West Coast Rail Franchise: Ministers Blamed

Four Cabinet ministers have their "fingerprints" on the West Coast Main Line "franchise fiasco", Labour has claimed as an interim report into the process was published.

Shadow transport secretary Maria Eagle said Transport Secretary Patrick McLoughlin, his predecessor and current International Development Secretary Justine Greening, Northern Ireland Secretary Theresa Villiers and Defence Secretary Philip Hammond have all played a role.

She urged the Prime Minister to make sure his ministers take responsibility for the cancellation of the bidding process for the new franchise, shortly before FirstGroup signed a contract for the deal.

Mr McLoughlin blamed the decision to scrap the process on mistakes by Department for Transport (DfT) officials

The comments came as the Transport Secretary updated MPs on the interim report into the affair, which is set to cost taxpayers at least £40m in refunding costs to the bidding firms, Virgin Rail and First Group.

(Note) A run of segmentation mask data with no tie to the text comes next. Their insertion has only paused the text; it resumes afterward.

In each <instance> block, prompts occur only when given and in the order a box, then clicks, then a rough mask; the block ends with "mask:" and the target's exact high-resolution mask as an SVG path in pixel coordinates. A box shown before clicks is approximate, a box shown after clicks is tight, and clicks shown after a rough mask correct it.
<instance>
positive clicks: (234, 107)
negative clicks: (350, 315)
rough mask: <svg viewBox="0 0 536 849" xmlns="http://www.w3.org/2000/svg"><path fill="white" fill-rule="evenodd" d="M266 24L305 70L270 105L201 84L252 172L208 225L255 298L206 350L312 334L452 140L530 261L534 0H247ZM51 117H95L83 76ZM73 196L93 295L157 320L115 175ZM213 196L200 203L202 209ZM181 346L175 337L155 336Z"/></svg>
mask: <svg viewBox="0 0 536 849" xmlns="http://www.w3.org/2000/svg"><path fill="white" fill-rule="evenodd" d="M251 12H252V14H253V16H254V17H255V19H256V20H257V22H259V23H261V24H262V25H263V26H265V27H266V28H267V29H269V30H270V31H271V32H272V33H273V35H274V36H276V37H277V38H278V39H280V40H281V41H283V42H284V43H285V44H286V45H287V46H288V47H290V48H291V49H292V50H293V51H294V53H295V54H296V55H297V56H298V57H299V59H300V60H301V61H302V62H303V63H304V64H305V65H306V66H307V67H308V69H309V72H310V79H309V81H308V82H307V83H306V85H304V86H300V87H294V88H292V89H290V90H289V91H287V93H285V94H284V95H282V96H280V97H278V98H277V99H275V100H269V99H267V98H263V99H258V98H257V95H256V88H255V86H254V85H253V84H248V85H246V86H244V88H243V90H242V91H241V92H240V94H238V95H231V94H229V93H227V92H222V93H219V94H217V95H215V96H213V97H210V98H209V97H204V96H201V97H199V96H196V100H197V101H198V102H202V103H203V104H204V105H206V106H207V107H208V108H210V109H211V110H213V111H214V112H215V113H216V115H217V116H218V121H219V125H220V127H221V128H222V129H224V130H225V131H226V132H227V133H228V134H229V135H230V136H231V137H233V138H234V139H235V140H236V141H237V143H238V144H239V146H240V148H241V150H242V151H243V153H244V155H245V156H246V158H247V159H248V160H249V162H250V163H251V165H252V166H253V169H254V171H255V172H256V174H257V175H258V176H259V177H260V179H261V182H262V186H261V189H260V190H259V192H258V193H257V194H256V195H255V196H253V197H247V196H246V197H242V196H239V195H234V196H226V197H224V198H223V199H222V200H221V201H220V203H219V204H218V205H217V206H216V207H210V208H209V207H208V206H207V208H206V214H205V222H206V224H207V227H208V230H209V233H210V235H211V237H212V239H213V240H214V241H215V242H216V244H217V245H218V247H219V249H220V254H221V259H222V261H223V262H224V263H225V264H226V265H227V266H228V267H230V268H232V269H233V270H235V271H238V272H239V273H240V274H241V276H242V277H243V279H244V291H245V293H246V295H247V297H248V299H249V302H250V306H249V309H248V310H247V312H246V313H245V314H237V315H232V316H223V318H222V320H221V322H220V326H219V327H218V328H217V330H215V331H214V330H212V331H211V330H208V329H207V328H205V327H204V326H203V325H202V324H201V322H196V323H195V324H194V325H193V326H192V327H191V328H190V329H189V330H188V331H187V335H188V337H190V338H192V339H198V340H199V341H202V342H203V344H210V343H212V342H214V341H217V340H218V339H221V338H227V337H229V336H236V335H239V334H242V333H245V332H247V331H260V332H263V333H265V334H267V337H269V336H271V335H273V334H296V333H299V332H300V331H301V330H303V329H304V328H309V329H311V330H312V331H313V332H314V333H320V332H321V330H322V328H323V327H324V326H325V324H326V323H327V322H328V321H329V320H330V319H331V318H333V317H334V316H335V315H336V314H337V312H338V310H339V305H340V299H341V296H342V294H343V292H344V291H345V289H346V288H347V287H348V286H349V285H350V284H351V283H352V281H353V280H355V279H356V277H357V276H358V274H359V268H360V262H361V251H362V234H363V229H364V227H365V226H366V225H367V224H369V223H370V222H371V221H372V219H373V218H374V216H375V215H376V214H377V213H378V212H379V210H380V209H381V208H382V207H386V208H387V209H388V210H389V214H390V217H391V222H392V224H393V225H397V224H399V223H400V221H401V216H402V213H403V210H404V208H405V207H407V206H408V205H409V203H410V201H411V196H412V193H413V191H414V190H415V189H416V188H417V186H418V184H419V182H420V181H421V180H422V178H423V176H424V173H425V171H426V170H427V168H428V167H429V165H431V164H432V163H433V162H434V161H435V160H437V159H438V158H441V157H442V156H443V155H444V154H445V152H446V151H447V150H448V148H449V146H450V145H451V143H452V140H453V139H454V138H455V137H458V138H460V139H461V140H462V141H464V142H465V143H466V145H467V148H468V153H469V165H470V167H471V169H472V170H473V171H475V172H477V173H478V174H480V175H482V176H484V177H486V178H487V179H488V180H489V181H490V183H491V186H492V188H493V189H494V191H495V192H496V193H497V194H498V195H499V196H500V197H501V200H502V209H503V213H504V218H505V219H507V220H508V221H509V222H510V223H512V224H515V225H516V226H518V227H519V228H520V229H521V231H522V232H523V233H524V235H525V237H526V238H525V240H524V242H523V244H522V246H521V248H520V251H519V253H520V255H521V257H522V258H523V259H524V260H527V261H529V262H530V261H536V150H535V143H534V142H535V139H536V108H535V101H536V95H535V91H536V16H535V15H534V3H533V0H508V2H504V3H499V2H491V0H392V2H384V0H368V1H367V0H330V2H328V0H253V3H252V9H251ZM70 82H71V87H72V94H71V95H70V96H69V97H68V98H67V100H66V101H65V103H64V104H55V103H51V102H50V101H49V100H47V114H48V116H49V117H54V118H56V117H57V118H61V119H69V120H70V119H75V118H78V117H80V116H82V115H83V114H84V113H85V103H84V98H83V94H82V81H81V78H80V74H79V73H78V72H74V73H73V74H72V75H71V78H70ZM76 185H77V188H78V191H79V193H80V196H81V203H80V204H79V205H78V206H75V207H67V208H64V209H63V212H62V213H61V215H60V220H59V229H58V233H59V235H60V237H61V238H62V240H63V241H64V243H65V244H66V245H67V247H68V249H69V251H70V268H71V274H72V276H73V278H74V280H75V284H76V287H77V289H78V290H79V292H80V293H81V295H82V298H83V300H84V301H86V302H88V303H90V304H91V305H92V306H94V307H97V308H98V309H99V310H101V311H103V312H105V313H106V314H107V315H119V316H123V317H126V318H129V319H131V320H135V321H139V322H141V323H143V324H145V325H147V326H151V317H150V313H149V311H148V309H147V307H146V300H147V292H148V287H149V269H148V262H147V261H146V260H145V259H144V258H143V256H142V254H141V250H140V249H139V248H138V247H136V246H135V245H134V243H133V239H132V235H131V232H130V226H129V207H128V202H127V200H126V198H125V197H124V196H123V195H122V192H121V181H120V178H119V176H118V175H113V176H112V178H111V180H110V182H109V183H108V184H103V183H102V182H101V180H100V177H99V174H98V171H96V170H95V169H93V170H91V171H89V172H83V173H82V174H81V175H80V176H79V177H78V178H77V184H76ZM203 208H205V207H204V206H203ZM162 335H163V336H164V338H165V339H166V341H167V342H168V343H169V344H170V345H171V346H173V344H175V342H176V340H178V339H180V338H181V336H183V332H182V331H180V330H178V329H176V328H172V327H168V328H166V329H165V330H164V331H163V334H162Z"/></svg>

Ms Eagle said: "Do you agree ministers must take responsibility for serious or systematic performance failures, flawed policy and poor design?

"Ministers must not be allowed to shuffle off responsibility - not my words but the words of the Prime Minister. This isn't just a faulty process, it's a faulty Government."

Mr McLoughlin admitted to MPs that the report by senior business figure Sam Laidlaw made "uncomfortable reading".

He told the Commons: "It is clear that the inquiry has identified a number of issues which confirm that my decision to cancel the franchise competition was necessary.

"These include a lack of transparency in the bidding process, the fact that published guidance was not complied with when bids were being processed, inconsistencies in the treatment of bidders and confirmation of technical flaws in the model used to calculate the amount of risk capital bidders were asked to provide to guard against the risk of default.

"The Laidlaw inquiry also mentions factors "that appear to have caused or contributed to the issues raised".

In a statement issued through the DfT, Mr Laidlaw said that "an accumulation of significant errors" led to "a flawed process".

He added: "These errors appear to have been caused by factors including inadequate planning and preparation, a complex organisational structure and a weak governance and quality assurance framework."

A further report, with firm conclusions, is expected by the end of November.

Government spending watchdog the National Audit Office said it was also looking at the cancellation of the West Coast franchise and planned to publish its report before Christmas.